Norway managed its oil revenues into a sovereign wealth fund that now holds around two trillion dollars. Nigeria's oil revenues were captured through a combination of direct theft by successive military governments (Abacha's estate recovered three to five billion dollars after his death) and transfer pricing arrangements that understated the value of extracted oil at the point of export, while the Delta communities where extraction occurred received neither revenues nor compensation for systematic environmental destruction. The difference between Norway and Nigeria is not the oil.
Copper has never bribed a government minister. Soybeans have never signed a concession agreement transferring extraction rights to a foreign corporation on unfavorable terms. But humans have.
When a poor country's commodity suddenly commands high prices on world markets, four things happen simultaneously to four different groups of people.
The extraction workers get wages, often the best wages available locally. They spend them; some of this supports other employment. This is the part that appears in the poverty statistics and gets reported as development. Few if any of them have the wherewithal to spend their new income on creating new local capacities, e.g. a well-recognized title to some improvable land, or a workshop they can outfit with better tools.
The extraction companies, usually foreign because the capital and technology required are concentrated in rich countries and the concession agreements were signed when the country had few alternatives, get the margin above wages and operating costs. Under terms typical of the structural adjustment era, this margin is large. It leaves the country.
The state gets royalties and taxes, a negotiated fraction of the extraction company's revenues, smaller than it would be if the government had negotiated from strength, which it did not, because the concession was signed when the country needed foreign exchange to service its debt. The government now has a budget interest in extraction continuing. Ministers who might otherwise concern themselves with manufacturing or agriculture concern themselves with royalty rates. Their interests have been restructured: maximizing their own welfare and maximizing the extraction company's preferred outcome have become the same decision.
Most of the people participating in a diverse local economy of exchange lose, though which job-labels lose differs. In ore-exporting countries, local manufacturers find the currency has strengthened and their goods are now too expensive for foreign buyers. In agricultural countries, the exported staple crowds out the diverse farming and trading ecosystem that fed into broader productive development. Everywhere, the people whose livelihoods depend on a working local economy rather than on extraction rents or state payrolls find themselves priced out or undercut by a mechanism they did not choose and cannot individually resist.

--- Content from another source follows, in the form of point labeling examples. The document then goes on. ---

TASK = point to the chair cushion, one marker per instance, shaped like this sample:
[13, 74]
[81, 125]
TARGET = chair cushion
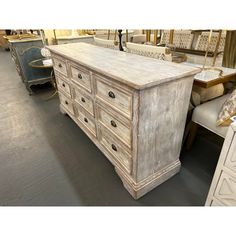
[228, 109]
[206, 115]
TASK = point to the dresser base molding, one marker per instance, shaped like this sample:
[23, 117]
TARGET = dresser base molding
[135, 116]
[139, 189]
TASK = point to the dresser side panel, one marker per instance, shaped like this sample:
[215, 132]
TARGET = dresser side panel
[162, 117]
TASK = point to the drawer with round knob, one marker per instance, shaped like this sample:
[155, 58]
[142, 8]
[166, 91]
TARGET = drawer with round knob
[83, 99]
[119, 152]
[63, 86]
[66, 103]
[120, 129]
[86, 119]
[119, 100]
[60, 66]
[81, 77]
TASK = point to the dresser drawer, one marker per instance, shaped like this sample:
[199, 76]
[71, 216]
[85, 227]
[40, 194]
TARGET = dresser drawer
[66, 103]
[115, 125]
[226, 189]
[60, 65]
[81, 77]
[86, 119]
[63, 85]
[116, 149]
[118, 99]
[83, 99]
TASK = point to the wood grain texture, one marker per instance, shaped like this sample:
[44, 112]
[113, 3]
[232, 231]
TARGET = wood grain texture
[83, 98]
[162, 117]
[223, 187]
[139, 130]
[135, 71]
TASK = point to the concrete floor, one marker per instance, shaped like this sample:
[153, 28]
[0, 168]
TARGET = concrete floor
[46, 160]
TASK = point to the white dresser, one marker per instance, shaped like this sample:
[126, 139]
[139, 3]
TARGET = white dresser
[132, 107]
[223, 187]
[75, 39]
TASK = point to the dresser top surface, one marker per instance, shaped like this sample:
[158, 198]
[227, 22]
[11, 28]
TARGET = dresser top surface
[136, 71]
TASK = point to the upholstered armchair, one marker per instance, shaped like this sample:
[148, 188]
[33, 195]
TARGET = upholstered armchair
[206, 115]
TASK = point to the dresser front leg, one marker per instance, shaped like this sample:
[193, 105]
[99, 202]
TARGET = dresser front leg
[29, 89]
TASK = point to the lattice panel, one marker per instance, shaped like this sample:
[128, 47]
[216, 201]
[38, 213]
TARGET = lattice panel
[160, 56]
[182, 38]
[203, 41]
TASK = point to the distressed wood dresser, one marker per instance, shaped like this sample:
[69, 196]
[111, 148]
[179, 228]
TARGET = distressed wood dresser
[223, 187]
[132, 107]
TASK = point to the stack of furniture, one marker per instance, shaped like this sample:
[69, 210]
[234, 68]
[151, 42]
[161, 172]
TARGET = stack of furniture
[132, 107]
[24, 51]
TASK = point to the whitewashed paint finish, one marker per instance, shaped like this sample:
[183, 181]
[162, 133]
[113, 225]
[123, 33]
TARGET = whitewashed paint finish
[134, 70]
[223, 187]
[144, 145]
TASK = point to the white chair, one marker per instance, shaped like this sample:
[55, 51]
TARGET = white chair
[206, 115]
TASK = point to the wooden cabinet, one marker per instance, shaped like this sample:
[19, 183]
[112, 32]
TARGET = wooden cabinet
[223, 187]
[132, 107]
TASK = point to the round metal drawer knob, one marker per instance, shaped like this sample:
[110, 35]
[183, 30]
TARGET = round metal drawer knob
[111, 94]
[113, 123]
[114, 147]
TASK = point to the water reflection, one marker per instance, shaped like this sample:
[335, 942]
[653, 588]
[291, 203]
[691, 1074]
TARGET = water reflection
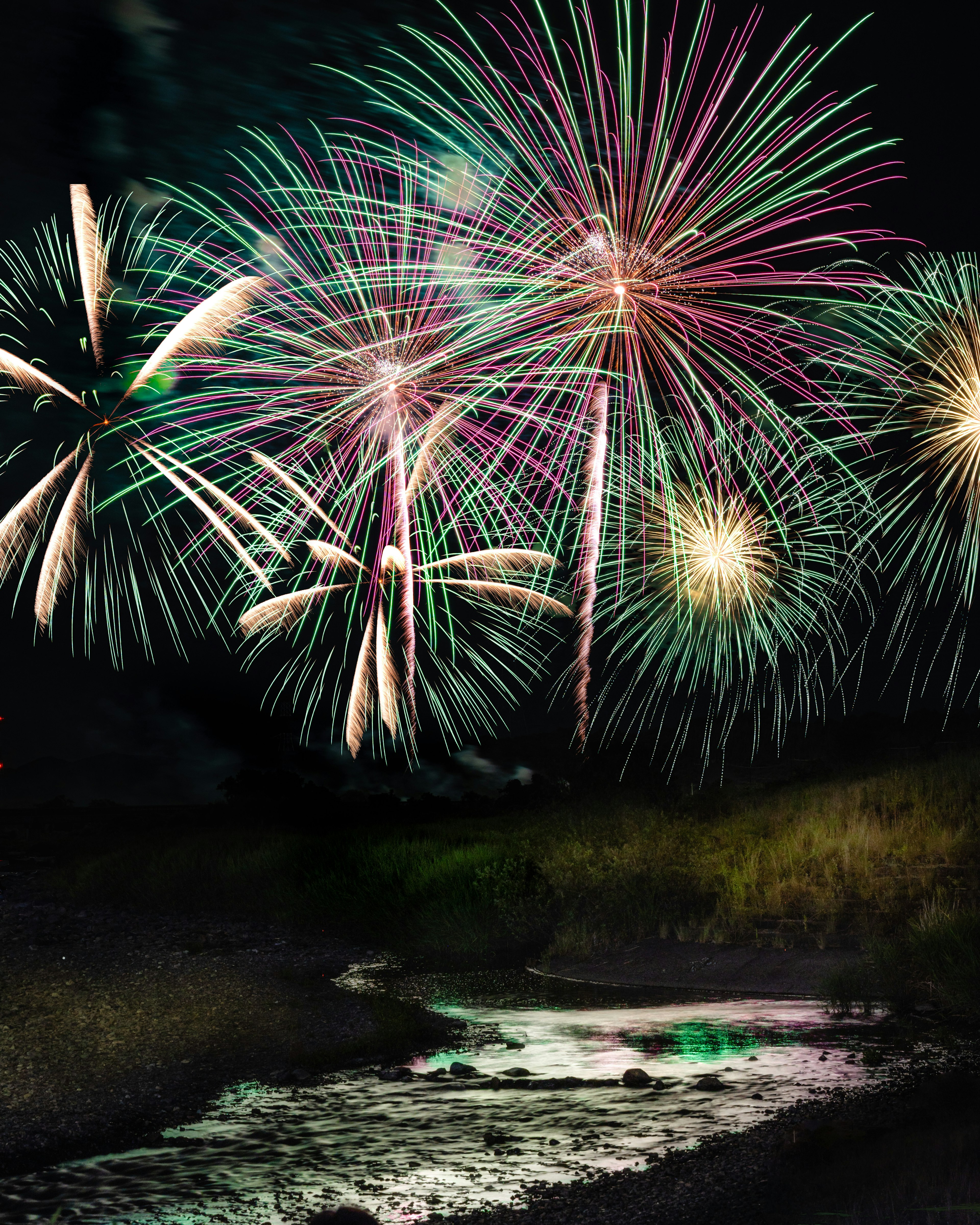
[405, 1149]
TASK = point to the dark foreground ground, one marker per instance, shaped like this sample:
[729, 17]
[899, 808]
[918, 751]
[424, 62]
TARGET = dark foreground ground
[116, 1025]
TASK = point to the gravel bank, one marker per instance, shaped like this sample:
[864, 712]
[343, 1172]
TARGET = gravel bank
[116, 1025]
[691, 966]
[883, 1153]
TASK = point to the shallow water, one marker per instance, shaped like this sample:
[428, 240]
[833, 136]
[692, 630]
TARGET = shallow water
[406, 1149]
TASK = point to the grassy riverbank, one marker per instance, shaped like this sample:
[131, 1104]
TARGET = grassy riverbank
[887, 859]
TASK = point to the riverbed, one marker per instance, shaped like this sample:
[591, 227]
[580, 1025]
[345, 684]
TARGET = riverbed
[543, 1100]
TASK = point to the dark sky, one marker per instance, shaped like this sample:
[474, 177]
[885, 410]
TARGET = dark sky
[132, 91]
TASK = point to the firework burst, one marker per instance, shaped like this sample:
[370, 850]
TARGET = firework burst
[665, 222]
[363, 397]
[733, 599]
[102, 439]
[928, 437]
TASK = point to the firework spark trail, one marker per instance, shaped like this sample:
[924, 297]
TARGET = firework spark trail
[203, 328]
[31, 379]
[216, 522]
[359, 704]
[282, 612]
[298, 491]
[440, 437]
[493, 561]
[407, 585]
[388, 676]
[230, 504]
[92, 266]
[592, 541]
[325, 552]
[67, 548]
[521, 598]
[21, 520]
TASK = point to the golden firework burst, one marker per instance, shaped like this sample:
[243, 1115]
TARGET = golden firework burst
[946, 410]
[712, 549]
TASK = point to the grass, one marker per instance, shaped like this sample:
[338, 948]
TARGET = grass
[862, 859]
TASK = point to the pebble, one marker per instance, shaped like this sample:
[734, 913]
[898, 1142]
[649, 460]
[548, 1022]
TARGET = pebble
[636, 1079]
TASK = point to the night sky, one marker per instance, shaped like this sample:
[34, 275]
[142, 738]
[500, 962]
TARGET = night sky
[129, 92]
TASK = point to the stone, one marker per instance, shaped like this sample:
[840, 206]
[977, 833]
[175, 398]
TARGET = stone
[710, 1085]
[395, 1074]
[636, 1079]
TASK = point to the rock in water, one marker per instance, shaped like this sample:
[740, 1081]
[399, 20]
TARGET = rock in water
[636, 1079]
[710, 1085]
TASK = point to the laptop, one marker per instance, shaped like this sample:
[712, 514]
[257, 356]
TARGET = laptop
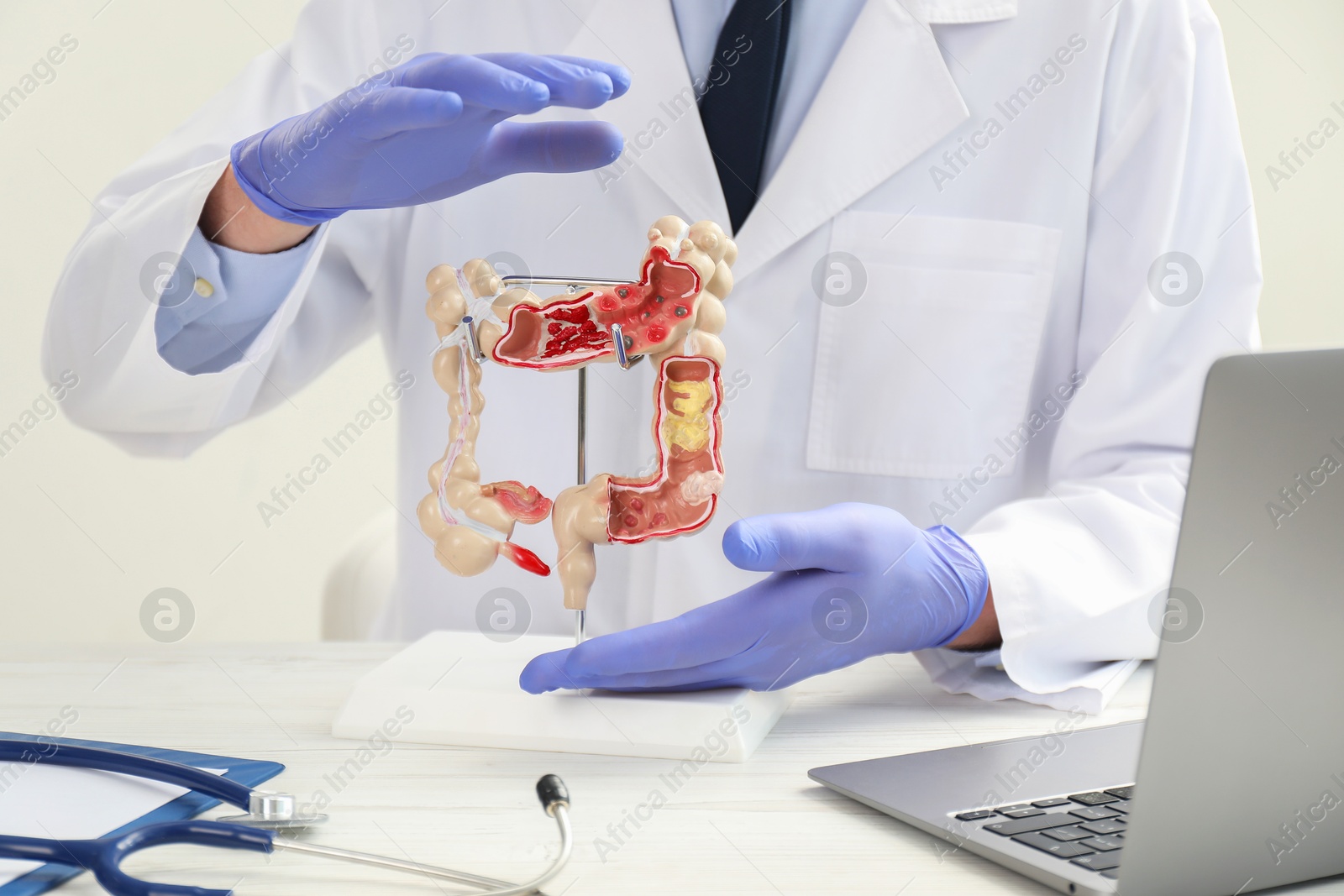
[1236, 781]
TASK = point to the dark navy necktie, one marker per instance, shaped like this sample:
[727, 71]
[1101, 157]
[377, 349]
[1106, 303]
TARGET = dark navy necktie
[738, 103]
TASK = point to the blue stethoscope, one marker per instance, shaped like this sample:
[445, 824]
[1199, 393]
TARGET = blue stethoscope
[257, 831]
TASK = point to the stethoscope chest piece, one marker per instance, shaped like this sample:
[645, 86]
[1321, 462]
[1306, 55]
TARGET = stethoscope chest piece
[276, 812]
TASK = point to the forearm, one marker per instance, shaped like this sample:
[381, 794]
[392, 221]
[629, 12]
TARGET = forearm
[232, 219]
[984, 633]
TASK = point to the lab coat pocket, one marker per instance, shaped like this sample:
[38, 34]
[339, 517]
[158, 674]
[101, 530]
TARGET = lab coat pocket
[934, 359]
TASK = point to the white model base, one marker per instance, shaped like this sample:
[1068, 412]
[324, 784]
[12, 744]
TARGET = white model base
[463, 691]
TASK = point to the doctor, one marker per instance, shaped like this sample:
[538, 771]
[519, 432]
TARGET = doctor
[987, 251]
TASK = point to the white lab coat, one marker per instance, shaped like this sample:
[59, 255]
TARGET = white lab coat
[996, 284]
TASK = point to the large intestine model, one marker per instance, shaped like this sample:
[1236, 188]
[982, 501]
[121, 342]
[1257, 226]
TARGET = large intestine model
[672, 315]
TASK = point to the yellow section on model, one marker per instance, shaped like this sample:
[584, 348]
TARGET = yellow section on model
[689, 429]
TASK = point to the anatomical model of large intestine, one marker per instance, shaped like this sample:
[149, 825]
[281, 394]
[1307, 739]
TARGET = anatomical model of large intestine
[672, 315]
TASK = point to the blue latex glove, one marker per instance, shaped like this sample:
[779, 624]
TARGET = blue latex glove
[430, 128]
[850, 582]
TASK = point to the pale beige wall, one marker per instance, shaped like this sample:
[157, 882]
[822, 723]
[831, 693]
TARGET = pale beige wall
[1288, 71]
[87, 532]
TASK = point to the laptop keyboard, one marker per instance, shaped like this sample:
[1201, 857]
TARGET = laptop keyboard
[1085, 829]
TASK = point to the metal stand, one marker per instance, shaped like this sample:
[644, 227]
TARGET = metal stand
[581, 457]
[571, 285]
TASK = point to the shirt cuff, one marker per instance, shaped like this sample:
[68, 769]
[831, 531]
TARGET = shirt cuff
[215, 301]
[981, 674]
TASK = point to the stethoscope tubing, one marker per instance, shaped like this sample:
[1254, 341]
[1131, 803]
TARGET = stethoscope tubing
[104, 856]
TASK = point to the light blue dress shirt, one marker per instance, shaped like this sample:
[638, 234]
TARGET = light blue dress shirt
[206, 335]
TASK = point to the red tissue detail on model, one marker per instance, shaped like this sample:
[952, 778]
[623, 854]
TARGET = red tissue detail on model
[523, 503]
[524, 559]
[652, 506]
[578, 329]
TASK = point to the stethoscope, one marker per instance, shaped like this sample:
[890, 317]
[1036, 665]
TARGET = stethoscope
[257, 831]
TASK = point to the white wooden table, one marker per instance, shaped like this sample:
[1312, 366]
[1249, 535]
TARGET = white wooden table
[757, 828]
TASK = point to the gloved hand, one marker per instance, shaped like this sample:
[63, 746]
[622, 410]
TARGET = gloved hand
[430, 128]
[850, 582]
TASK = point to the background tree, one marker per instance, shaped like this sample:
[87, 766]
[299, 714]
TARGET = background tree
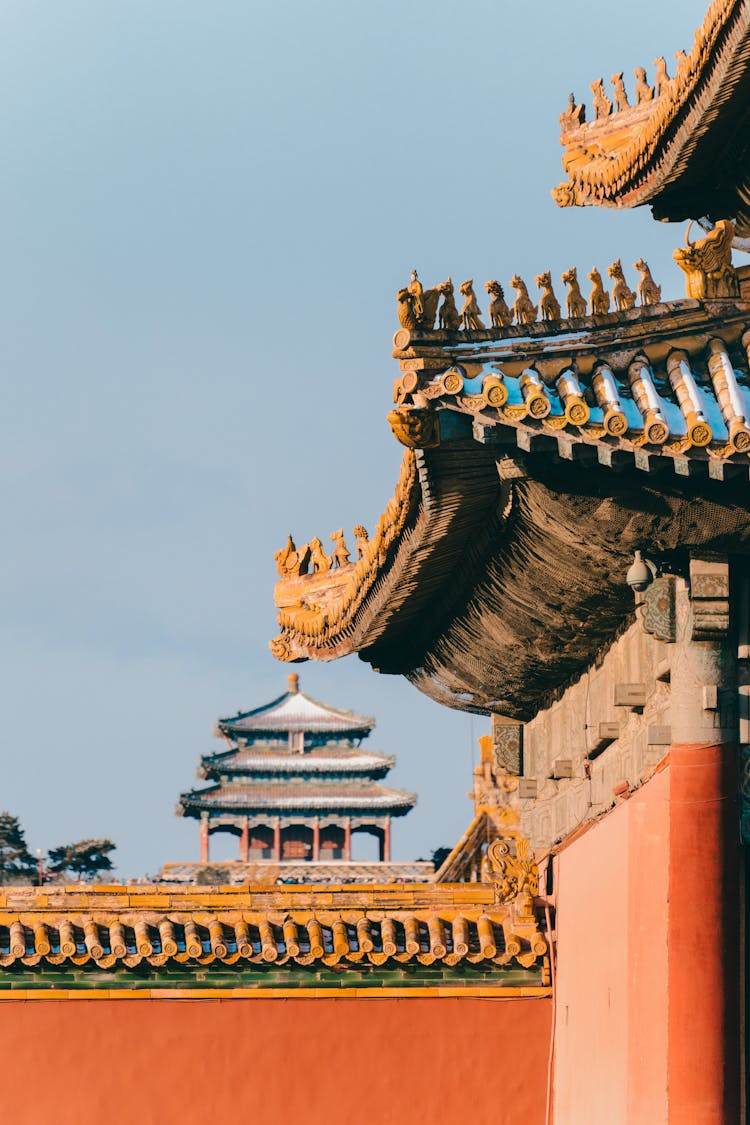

Jane Jacobs, writing about what she called the Uruguay problem, identified what this costs beyond the immediate loss. By her time, Uruguay, like a preternaturally simplified example out of an Economics 101 textbook, was known for selling beef and buying everything else. A century later, it is still selling beef and buying nearly everything else [1] , because selling beef was profitable enough to suppress the incentive to learn to make much else. Every import that replaces a locally produced good is a piece of productive knowledge that does not develop, a supplier relationship that does not form, a problem that local ingenuity does not solve. Japan imported textile machinery and learned to make textile machinery, then made better textile machinery than its teachers. South Korea imported steel technology and built one of the world's most efficient steel industries. The learning happened because policies forced the feedback loop closed: the imported technique had to become a domestic capability or the firm died. This is what the Washington Consensus removed, in the name of efficiency, from the countries that most needed it. The countries that violated the prescription, China, Vietnam, India in specific sectors, did substantially better. The Washington Consensus told poor countries to open their markets. China's industrial policy then proceeded to empty them.
But there is a fifth group, and it is the one that determines how the others relate to each other.
The government is not a person. It is an arrangement of people with individual careers and individual calculations about what serves their interests. Some of these people are approached, before the concession is signed, by representatives of the extraction company or by intermediaries who represent nobody in particular, and offered money. The money is not always called a bribe. It is sometimes called a consulting fee, a facilitation payment, a contribution to a foundation, or an investment in a company that subsequently does very well. The person who receives it understands what it is. So does the person who pays it. The legal and accounting infrastructure that converts it into something that appears in no criminal indictment was built by expensive professional labor in rich-country jurisdictions, for exactly this purpose.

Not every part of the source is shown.